Long Term Care
Long-term care involves a comprehensive range of services and support for patients who need assistance to meet their personal care or health needs. These services can be beneficial for patients with a chronic illness, injury or disability who are unable to care for themselves for an extended period of time.
Although long-term care is most frequently a service for older adults, patients of any age may need long-term care, especially following serious injury or debilitating illness. Long-term care may be provided in a facility, such as a nursing home or rehabilitation center, or in a patient's home.

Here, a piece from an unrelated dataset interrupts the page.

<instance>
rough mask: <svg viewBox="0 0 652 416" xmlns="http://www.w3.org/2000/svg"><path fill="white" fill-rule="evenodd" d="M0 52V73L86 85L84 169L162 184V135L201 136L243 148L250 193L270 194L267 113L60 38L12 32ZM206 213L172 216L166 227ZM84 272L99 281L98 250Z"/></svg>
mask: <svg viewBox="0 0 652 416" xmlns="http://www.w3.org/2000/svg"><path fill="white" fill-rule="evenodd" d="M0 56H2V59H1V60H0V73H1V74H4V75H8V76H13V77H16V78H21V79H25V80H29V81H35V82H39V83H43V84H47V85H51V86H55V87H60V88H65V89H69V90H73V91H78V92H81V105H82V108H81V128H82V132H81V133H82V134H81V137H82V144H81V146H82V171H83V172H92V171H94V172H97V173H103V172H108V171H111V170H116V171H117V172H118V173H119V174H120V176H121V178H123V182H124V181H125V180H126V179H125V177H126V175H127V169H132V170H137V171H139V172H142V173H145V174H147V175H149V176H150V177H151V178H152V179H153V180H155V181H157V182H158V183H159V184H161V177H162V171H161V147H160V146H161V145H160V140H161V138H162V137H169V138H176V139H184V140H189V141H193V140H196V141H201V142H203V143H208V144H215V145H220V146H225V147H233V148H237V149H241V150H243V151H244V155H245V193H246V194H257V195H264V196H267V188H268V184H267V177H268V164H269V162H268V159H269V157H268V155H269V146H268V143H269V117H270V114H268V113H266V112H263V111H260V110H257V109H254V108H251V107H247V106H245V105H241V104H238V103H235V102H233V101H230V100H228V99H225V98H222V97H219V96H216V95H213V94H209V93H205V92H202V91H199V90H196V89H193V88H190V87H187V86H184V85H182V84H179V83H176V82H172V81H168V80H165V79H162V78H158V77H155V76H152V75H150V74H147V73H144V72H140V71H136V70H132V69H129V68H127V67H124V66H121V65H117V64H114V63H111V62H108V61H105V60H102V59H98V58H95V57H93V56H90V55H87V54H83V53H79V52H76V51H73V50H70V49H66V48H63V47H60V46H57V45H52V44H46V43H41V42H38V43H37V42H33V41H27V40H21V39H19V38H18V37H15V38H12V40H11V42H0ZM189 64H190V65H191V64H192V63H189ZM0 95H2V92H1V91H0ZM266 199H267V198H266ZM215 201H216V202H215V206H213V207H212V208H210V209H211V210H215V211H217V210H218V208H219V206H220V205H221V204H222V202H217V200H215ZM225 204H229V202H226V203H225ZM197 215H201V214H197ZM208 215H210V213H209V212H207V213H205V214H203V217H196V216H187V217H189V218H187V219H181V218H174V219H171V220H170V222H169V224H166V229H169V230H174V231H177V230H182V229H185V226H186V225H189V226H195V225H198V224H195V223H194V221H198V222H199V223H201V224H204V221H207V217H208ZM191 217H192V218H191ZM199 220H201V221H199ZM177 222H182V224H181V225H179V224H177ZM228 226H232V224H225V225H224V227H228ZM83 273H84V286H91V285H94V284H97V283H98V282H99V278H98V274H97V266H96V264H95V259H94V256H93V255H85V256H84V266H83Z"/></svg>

Reasons for Long-Term Care
Patients often need long-term care when they have a progressive health condition or disability that leaves them weakened or incapacitated. The need for long-term care may also arise suddenly following a major injury such as from a serious car accident, or an acute health crisis such as having a heart attack or stroke.
Several factors may increase a patient's risk of needing long-term care, including:
- Age. The likelihood of requiring long-term care generally increases as a person ages, and many people over the age of 65 need some type of long-term care at some point
- Gender. Women are considered at higher risk than men for needing long-term care, primarily because they live an average of 5 to 10 years longer
- Lifestyle. Poor diet and exercise habits usually increase a person's risk for long-term care
- Health status. Patients who have chronic health conditions, such as diabetes or high blood pressure, are considered at increased risk for long-term care
- Family history. Patients with a family history of chronic conditions may have a greater chance of needing long-term care in the future
Types of Long-Term Care
The duration of long-term care may vary, depending on the patient's specific needs. Some patients only require long-term care services for a few weeks or months, as they recover from a sudden illness or injury. However, in many cases, long-term care will be ongoing to help patients who have been significantly disabled from an acute event such as a stroke or due to a progressive ailment such as Alzheimer's disease.
There are many types of long-term care, including:
- Home care.
- Community services.
- Assisted living facilities.
- Skilled nursing facilities. At Park Avenue our skilled nursing facility offers more extensive care for patients who can no longer receive care at home or in an assisted living facility.
Benefits of Long-Term Care
Long-term care at Park Avenue offers numerous benefits, a continuous presence of medical personnel, rehabilitation services, meals, activities and assistance with all daily care needs. Patients are encouraged to participate in various social and recreational activities. By providing a home-like environment shared with peers , family and friends can feel confident to carry out their daily lives with the knowledge that their loved ones are being cared for in a caring, and professional setting. At Park Avenue we encourage our residents to personalize their rooms, welcome family and friends to visit often, and make this “home”.